The gains on the CPU side are far more subtle. At best we noted a 6% increase in performance compared to a 2.5GHz Snapdragon 801, but depending on thermal/chassis limitations of shipping devices you may see even less of a difference.
Qualcomm tells us that some of its customers will choose to stay on Snapdragon 801 until the 810 arrives next year, while some will choose to release products based on 805 in the interim. Based on our results here, if an OEM is looking to specifically target the gaming market I can see Snapdragon 805 making a lot of sense. For most of those OEMs that just launched Snapdragon 801 based designs however, I don't know that there's a huge reason to release a refresh in the interim.
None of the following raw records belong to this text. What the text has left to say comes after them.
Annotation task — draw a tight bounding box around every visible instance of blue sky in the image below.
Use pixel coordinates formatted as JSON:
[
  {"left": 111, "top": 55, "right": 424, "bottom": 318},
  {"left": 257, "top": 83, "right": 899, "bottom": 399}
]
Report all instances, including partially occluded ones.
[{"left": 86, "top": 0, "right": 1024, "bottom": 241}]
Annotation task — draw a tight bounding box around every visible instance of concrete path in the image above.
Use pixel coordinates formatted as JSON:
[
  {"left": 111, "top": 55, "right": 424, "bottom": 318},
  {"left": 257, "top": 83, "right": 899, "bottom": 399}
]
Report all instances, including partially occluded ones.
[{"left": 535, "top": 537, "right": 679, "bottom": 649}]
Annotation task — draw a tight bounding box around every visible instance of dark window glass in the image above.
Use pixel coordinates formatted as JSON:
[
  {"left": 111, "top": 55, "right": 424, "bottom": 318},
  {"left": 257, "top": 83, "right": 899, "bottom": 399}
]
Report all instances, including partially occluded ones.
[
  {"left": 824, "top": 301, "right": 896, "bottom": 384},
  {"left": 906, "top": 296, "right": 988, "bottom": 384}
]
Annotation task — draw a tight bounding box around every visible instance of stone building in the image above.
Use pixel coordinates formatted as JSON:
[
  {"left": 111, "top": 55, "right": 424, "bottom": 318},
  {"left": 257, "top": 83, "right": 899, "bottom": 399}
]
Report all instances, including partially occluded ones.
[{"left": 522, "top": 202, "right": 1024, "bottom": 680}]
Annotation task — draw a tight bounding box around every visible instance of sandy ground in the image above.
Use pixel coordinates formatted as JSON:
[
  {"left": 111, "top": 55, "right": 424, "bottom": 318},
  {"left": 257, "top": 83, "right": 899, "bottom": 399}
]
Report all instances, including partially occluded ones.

I am curious to evaluate the impact of ISP changes as well as dive deeper into 4K capture and H.265 decode, but that will have to wait until we see shipping designs. The other big question is just how power efficient Adreno 420 is compared to Adreno 330. Qualcomm's internal numbers are promising, citing a 20% reduction in power consumption at effectively the same performance in GFXBench's T-Rex HD onscreen test.